テストの点数はセンシティブな内容なので大っぴらには言いにくい情報ですが、個別にヒアリングする等して個々人の知識量を意識し、イベント中のフォローの参考にしましょう。

4 の連絡先の交換については、主なメリットは以下の通りです。
  1. 当日朝の集合時の遅刻・欠席連絡として利用できる
  2. 昼食等で休憩中のメンバーへも情報共有が行える
連絡先の交換等は個人情報も含まれるので強制はしませんが、連絡手段があるのと無いのでは当日のコミュニケーションコストが違ってくるので、可能な限り交換しておく事が望ましいです。

また、もし可能であれば 3・4 のタイミングで英語が話せるメンバーがいるか確認しておいて下さい。
YCSJ にはそれなりの人数、日本語を母語としない参加者がいらっしゃいます。
言葉の壁によるトラブルもどうしても発生してしまいますが、その際に英語が話せるメンバーの存在を理解していれば落ち着いて対応できる筈です。
「チームに 1 人」とは言いませんが、もし自分のチームに英会話が可能なメンバーがいた場合には、他チームにも情報展開して、言語問題も素早く解決できる体制を目指すべきです。



試合時間中の基本


チームメンバーが担当エリアを見渡している時間、チームリーダーはエリア全体、もっと言えば「会場全体」を見回します。
ただ、最初は慣れないと思うので、まずは自分のチームメンバーをチェックする様に心掛けましょう。
即ち、自分のチームの各メンバーを順次見回し、質問の対応中であれば近くに移動して、すぐにサポートできる様にしておくと良いでしょう。
「イベントが始まる前に」でも記載しましたが、事前の自己紹介で各メンバーのジャッジ対応経験や知識レベル・自信の程を把握しておき、経験の浅いメンバーは意識しておくと尚良いかと思います。

特に知識・経験に自信のあるリーダーは、見回す対象を「自分のチームメンバー」から「会場全体のインストラクター」迄拡げましょう。
これは、カバー範囲を全体にするだけでなく、会場全体の状況の把握に繋がります。
YCSJ はスイスドローなので、エリアによって質問の量や内容に偏りがあります。
『今は下位卓で人が足りてないから、そちら側をカバーしよう。』『上位宅で難易度が高い質問が出てき始めたから、そちらにも意識を向けよう。』等の会場全体の事情を考えられるようになるとベストです。
会場全体を意識した結果、YCSJ OSAKA 2019 で私が対応したカード処理の質問の数は 15 件に及びますが、これは対応したインストラクターの中でも最多ではないかと思います。
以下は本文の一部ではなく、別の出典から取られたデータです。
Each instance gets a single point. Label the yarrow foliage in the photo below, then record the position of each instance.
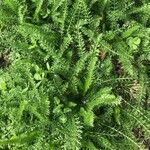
(74, 74)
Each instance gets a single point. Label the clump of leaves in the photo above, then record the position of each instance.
(78, 76)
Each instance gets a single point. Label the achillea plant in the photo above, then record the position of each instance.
(74, 74)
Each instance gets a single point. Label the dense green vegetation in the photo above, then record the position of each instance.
(74, 74)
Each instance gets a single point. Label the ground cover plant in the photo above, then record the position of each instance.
(74, 74)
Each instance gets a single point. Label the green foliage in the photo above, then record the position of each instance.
(74, 74)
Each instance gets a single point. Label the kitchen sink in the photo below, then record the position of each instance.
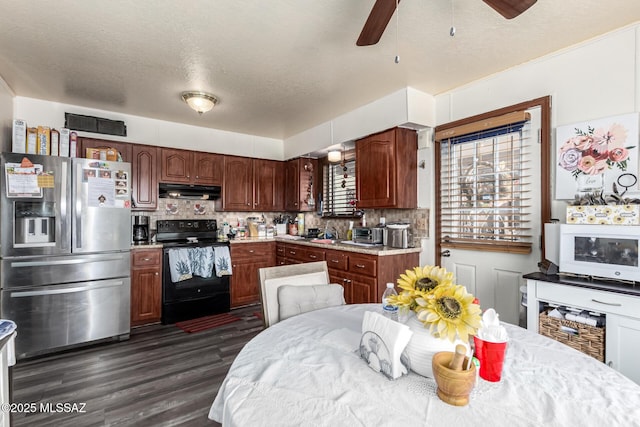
(351, 242)
(325, 241)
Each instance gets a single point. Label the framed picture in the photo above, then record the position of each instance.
(592, 155)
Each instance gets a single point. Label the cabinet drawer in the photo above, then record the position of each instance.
(363, 265)
(337, 260)
(590, 299)
(143, 258)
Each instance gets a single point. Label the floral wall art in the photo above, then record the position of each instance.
(593, 155)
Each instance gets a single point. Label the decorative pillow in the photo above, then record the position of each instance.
(293, 300)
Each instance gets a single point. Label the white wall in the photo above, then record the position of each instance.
(406, 107)
(597, 78)
(143, 130)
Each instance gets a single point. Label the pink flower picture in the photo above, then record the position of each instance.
(595, 152)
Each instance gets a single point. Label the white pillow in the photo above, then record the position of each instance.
(294, 300)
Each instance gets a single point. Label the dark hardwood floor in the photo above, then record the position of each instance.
(161, 376)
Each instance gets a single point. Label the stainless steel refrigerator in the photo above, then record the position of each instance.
(65, 237)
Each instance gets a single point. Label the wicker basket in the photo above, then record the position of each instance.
(589, 339)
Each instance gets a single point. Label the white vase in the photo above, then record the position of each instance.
(423, 346)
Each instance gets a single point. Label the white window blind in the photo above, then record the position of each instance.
(485, 182)
(339, 195)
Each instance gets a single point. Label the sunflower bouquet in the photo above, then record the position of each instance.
(446, 308)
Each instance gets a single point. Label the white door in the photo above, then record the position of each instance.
(495, 277)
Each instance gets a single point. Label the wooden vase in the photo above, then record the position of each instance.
(454, 387)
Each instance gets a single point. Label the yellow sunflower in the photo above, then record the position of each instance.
(449, 311)
(424, 279)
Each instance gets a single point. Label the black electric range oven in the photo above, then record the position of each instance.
(196, 296)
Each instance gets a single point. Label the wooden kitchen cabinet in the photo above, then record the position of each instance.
(268, 185)
(337, 263)
(191, 167)
(252, 184)
(246, 259)
(144, 174)
(363, 276)
(144, 180)
(124, 148)
(386, 170)
(301, 181)
(146, 286)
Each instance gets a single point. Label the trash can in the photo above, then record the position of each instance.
(522, 320)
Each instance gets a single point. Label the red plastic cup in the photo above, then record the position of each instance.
(491, 358)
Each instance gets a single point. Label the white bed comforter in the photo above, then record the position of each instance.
(305, 371)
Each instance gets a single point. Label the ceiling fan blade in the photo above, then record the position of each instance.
(377, 21)
(510, 8)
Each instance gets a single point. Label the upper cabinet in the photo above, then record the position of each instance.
(252, 184)
(144, 171)
(191, 167)
(301, 184)
(386, 170)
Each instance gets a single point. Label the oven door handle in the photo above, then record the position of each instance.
(69, 290)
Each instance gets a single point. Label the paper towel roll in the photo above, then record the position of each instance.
(552, 242)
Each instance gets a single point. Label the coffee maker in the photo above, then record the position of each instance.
(140, 228)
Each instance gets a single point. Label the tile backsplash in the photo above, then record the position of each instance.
(205, 209)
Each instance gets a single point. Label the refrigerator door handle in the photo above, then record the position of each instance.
(74, 289)
(78, 208)
(18, 264)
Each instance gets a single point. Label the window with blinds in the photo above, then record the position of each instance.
(484, 183)
(339, 183)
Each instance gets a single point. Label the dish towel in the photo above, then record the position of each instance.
(383, 341)
(179, 265)
(222, 261)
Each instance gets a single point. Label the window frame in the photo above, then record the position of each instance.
(446, 130)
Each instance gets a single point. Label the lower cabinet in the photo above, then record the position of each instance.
(622, 330)
(623, 345)
(146, 286)
(246, 259)
(363, 276)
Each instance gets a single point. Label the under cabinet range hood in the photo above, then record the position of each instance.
(186, 191)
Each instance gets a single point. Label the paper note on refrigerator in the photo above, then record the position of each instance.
(22, 182)
(102, 192)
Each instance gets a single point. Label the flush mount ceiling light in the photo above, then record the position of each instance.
(334, 156)
(199, 101)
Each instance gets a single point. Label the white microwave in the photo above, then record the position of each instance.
(595, 250)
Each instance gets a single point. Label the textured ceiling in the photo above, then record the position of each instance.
(278, 67)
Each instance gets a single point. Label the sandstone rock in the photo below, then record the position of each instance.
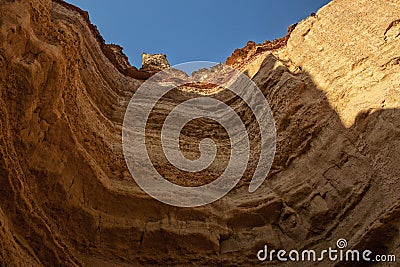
(154, 62)
(67, 198)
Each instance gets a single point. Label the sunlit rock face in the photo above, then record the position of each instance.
(154, 62)
(68, 199)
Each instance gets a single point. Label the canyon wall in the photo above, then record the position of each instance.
(68, 199)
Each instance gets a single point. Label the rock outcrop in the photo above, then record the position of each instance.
(68, 199)
(154, 62)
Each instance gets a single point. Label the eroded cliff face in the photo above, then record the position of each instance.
(67, 197)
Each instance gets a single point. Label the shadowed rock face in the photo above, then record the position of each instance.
(67, 197)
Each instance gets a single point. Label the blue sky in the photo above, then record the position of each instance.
(188, 30)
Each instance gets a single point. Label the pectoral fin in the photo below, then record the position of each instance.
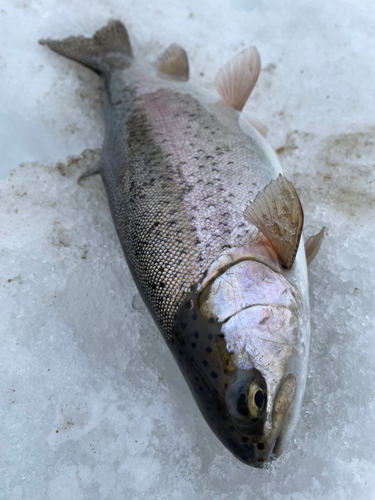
(277, 213)
(174, 63)
(312, 246)
(236, 79)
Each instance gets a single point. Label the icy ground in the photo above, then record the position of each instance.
(92, 405)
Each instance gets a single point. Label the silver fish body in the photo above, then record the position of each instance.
(179, 168)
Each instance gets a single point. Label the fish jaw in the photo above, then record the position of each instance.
(243, 340)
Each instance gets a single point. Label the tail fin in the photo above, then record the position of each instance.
(108, 49)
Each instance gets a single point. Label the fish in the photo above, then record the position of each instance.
(212, 232)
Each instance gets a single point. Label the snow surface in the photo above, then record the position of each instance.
(92, 404)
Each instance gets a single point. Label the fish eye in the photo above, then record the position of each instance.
(256, 399)
(246, 401)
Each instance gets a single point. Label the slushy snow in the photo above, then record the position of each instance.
(92, 403)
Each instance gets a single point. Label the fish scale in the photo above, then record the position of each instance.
(180, 169)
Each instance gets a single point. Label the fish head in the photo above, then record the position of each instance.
(252, 372)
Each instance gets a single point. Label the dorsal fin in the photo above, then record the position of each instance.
(312, 245)
(174, 63)
(277, 213)
(236, 79)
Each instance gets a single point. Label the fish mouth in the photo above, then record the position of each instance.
(281, 416)
(281, 412)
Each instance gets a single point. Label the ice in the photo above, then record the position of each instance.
(92, 404)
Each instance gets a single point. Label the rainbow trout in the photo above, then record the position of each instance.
(211, 231)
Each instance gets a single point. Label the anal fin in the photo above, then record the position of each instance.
(277, 213)
(174, 64)
(254, 122)
(312, 245)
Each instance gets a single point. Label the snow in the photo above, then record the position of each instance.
(92, 404)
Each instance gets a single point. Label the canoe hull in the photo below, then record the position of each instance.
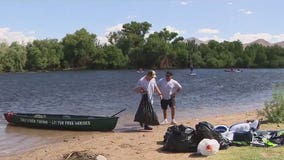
(64, 122)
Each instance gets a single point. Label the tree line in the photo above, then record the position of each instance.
(134, 47)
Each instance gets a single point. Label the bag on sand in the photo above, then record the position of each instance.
(180, 139)
(206, 130)
(145, 112)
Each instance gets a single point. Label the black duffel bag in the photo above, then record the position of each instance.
(180, 139)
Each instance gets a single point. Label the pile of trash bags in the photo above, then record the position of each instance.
(181, 138)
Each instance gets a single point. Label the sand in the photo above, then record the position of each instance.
(136, 144)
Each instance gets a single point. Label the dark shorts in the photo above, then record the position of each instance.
(167, 102)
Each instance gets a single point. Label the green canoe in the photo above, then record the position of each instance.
(67, 122)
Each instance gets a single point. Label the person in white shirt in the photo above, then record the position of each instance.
(169, 88)
(146, 86)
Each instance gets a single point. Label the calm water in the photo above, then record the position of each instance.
(211, 92)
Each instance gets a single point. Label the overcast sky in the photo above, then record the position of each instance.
(244, 20)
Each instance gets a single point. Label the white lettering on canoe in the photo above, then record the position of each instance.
(55, 122)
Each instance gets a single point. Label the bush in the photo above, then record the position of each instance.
(274, 109)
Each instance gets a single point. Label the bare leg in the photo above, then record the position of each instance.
(165, 113)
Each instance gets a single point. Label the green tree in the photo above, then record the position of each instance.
(44, 55)
(12, 58)
(78, 49)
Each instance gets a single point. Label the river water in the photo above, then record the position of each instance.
(210, 92)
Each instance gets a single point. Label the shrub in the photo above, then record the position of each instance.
(274, 110)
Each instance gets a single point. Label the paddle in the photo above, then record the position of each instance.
(118, 112)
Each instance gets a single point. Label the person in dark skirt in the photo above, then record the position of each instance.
(145, 114)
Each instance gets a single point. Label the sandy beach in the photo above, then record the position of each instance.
(131, 144)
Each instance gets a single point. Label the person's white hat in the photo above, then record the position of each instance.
(152, 73)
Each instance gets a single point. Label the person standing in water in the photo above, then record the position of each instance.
(145, 114)
(169, 88)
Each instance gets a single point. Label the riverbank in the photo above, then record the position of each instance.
(134, 143)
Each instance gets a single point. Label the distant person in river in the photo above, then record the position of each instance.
(145, 113)
(169, 88)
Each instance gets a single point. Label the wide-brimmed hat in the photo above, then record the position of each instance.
(152, 73)
(169, 73)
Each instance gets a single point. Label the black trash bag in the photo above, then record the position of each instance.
(145, 112)
(277, 137)
(180, 139)
(206, 130)
(242, 138)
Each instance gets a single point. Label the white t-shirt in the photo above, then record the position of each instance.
(168, 87)
(148, 86)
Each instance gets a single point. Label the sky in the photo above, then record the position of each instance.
(230, 20)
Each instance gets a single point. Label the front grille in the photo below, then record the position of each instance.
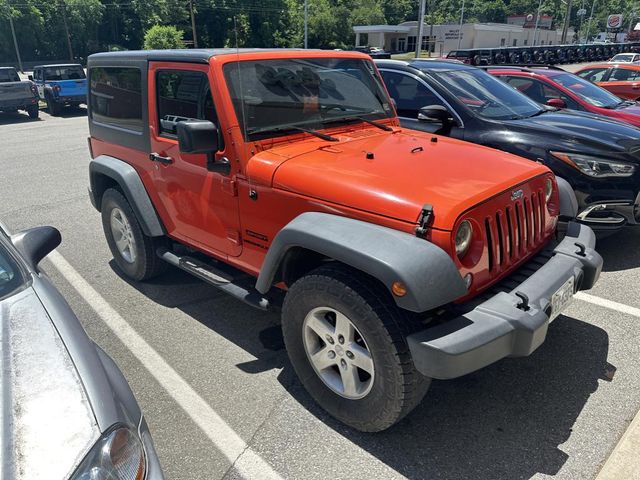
(514, 232)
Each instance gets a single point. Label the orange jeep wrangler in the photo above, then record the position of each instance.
(283, 177)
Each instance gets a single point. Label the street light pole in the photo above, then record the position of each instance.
(15, 41)
(420, 28)
(306, 24)
(535, 30)
(460, 29)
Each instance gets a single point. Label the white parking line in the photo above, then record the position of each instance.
(603, 302)
(248, 463)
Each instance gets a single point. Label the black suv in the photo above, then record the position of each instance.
(600, 158)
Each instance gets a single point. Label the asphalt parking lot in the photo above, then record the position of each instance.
(219, 394)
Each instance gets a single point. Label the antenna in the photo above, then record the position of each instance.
(242, 105)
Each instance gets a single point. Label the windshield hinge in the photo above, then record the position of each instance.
(425, 218)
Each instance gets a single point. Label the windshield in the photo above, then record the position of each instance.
(9, 75)
(10, 275)
(586, 90)
(72, 72)
(272, 95)
(485, 95)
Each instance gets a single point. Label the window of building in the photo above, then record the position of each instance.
(411, 43)
(116, 97)
(182, 95)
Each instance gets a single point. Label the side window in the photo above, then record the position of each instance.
(182, 95)
(409, 94)
(593, 74)
(528, 86)
(623, 75)
(116, 97)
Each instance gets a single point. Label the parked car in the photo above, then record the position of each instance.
(285, 173)
(60, 85)
(17, 95)
(598, 157)
(621, 79)
(625, 58)
(68, 411)
(561, 89)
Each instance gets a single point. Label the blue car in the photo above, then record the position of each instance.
(60, 85)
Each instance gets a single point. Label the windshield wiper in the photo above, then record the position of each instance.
(379, 125)
(310, 131)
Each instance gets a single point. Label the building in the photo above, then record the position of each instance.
(444, 38)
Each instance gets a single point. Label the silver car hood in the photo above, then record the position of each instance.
(48, 425)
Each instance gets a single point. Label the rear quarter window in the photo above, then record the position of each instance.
(116, 97)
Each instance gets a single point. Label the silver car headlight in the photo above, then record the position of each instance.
(463, 238)
(595, 166)
(118, 455)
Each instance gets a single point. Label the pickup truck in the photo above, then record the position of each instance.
(16, 94)
(60, 85)
(284, 178)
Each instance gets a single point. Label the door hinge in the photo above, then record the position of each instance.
(425, 218)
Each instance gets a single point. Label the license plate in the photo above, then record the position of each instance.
(561, 298)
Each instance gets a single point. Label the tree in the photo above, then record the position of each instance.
(162, 37)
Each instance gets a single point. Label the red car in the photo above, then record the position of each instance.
(621, 79)
(561, 89)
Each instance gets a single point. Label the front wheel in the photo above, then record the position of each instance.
(346, 341)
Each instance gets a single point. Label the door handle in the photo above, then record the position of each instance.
(155, 157)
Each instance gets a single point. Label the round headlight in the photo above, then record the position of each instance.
(463, 238)
(548, 189)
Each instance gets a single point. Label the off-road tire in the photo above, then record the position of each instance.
(397, 387)
(52, 106)
(34, 112)
(146, 264)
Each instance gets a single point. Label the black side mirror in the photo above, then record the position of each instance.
(435, 114)
(36, 243)
(201, 136)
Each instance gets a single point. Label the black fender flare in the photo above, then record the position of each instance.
(132, 187)
(568, 199)
(389, 255)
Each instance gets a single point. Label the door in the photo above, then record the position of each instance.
(624, 82)
(201, 206)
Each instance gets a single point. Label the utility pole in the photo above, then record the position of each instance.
(460, 29)
(589, 24)
(66, 29)
(193, 25)
(306, 24)
(420, 28)
(535, 30)
(567, 19)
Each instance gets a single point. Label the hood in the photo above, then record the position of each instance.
(393, 174)
(48, 423)
(580, 129)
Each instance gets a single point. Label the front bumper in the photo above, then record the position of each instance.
(500, 327)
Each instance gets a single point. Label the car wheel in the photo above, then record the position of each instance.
(346, 341)
(133, 251)
(52, 106)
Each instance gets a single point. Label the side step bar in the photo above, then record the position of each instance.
(215, 277)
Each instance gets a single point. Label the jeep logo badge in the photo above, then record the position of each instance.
(516, 194)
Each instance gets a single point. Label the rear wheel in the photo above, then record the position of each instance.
(346, 341)
(133, 251)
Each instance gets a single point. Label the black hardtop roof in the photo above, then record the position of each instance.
(197, 55)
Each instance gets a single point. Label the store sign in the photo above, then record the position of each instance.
(614, 21)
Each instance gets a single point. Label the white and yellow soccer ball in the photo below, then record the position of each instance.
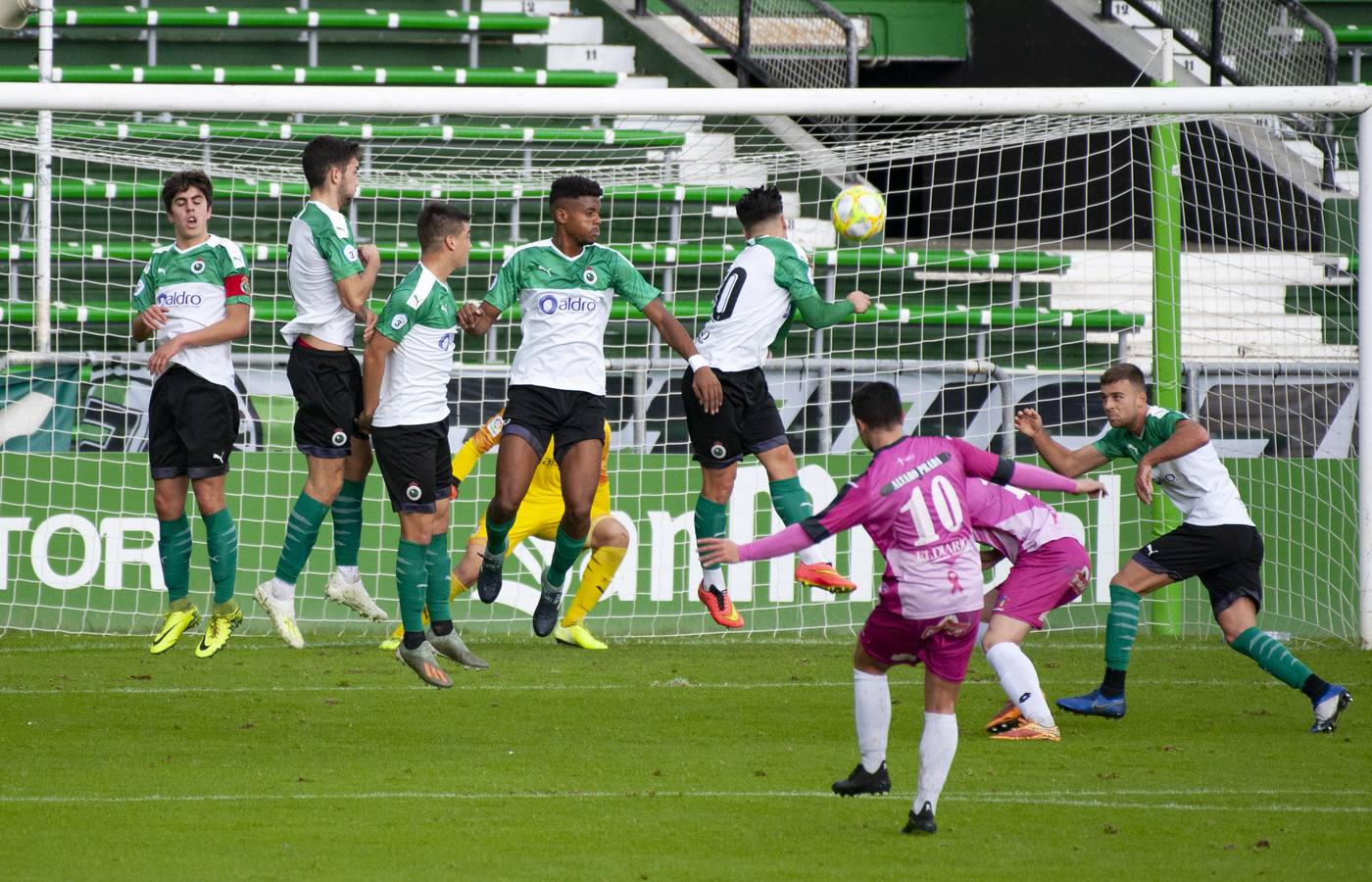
(859, 213)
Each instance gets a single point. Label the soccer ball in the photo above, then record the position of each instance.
(859, 213)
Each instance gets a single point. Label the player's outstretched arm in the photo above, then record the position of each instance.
(476, 318)
(818, 313)
(233, 325)
(704, 381)
(1070, 463)
(373, 369)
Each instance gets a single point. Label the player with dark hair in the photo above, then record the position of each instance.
(405, 373)
(911, 502)
(564, 287)
(331, 278)
(194, 298)
(1216, 541)
(765, 285)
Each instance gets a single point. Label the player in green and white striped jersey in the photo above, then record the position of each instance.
(765, 285)
(405, 374)
(1216, 541)
(564, 287)
(194, 298)
(331, 278)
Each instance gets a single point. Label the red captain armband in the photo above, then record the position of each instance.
(236, 287)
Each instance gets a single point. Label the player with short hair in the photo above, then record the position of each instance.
(539, 514)
(564, 287)
(911, 500)
(194, 299)
(405, 373)
(331, 278)
(1050, 568)
(764, 287)
(1216, 541)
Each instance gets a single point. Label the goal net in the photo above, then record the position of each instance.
(1022, 256)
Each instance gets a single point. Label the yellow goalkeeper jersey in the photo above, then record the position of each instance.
(548, 477)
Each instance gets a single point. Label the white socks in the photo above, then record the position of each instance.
(283, 591)
(937, 747)
(1019, 679)
(713, 577)
(871, 712)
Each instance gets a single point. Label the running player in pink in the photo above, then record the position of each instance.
(911, 500)
(1049, 569)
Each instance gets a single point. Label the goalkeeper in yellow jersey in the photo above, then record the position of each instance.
(539, 514)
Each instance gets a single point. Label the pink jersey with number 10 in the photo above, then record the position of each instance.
(911, 500)
(1011, 520)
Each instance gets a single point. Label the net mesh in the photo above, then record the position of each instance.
(1018, 261)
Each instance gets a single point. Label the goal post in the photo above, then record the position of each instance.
(1019, 260)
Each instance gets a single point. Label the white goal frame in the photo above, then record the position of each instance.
(760, 103)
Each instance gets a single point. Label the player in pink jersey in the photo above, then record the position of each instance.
(1049, 569)
(911, 500)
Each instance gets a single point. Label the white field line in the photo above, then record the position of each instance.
(552, 687)
(1060, 797)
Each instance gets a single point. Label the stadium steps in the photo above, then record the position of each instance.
(281, 74)
(1235, 306)
(565, 41)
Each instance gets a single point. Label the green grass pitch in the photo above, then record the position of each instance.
(654, 760)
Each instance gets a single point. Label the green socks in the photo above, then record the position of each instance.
(1272, 658)
(436, 565)
(789, 498)
(174, 550)
(411, 583)
(221, 536)
(347, 522)
(564, 555)
(496, 535)
(712, 520)
(1121, 627)
(302, 528)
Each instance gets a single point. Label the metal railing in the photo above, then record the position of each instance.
(785, 58)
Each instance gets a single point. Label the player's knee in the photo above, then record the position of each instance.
(612, 534)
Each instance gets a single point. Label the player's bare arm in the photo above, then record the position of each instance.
(476, 318)
(373, 369)
(704, 381)
(233, 325)
(357, 288)
(1186, 436)
(1070, 463)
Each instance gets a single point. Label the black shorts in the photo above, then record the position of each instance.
(328, 397)
(748, 420)
(1227, 557)
(416, 466)
(191, 425)
(538, 414)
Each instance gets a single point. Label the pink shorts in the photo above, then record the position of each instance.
(1045, 579)
(943, 645)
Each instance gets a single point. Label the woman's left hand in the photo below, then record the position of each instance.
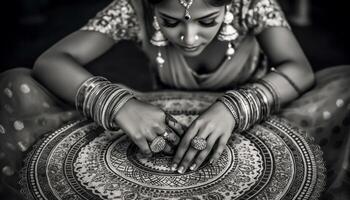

YCSJ はダブルイリミネーションと言う性質上、ラウンドが進めば対戦に慣れたプレイヤーしか残らず、質問数は激減します。
しかし、裏を返せば質問が来た場合は「慣れたプレイヤーでも処理が判らない」と言う事であり、複雑な状況や微細な知識が求められる等、難易度も急上昇します。
現に、上記の 15 件の内 5 件程度は他のリーダーが回答できない質問を巻き取ったものでした。
(リーダーも手を焼く「5 件」と言う数は、過去全ての YCSJ で共通しています)
ラウンドが進んだ際には、リーダーが集まっている所にも駆け付けられると尚良いでしょう。

試合時間中のもう一つの役割としては、チームメンバーとの報・連・相の中心となる事です。
チームメンバーからの報告を受ける、チームメンバーに連絡事項を伝える、これらの仕事も常にこなしていきましょう。
チームメンバーへの連絡事項は、主に本部から降りてきた内容の伝達ですが、『席に戻らない人が増えたから、見つけたら座る様に注意して。』等の会場全体の状況を見て適宜指示出しをする事も大切です。
チームリーダー自身が行っても良い事も多いですが、リーダーはメンバー以上にリソースを空けておきたいので、任せられる事はどんどん頼んでいきましょう。



ジャッジとして呼ばれた時は


ジャッジリーダーの場合は、自分が一次対応する以上に、メンバーの対応を傍でサポートする事が大切です。
上記の通り、各ジャッジの動向に注意を払い、対応しているメンバーの近くで控え、その対応が適切か、回答内容は問題無いかは常に確認し、誤回答を防止に努めましょう。

もしもメンバーの対応に誤りがあり、代わりに対応した場合は、そのメンバーのケアも忘れず行いましょう。
『今のカード処理はこういうルールですよ。例えば「▽▽」なんかもそうですね。』『〇〇と言う言葉使いは良くないから、次から気を付けて下さい。』『誤回答しても責任は感じすぎないで下さいね。』等、負い目を感じているメンバーが引きずらずにジャッジ業務に戻れる様にするのもリーダーの役目と言えます。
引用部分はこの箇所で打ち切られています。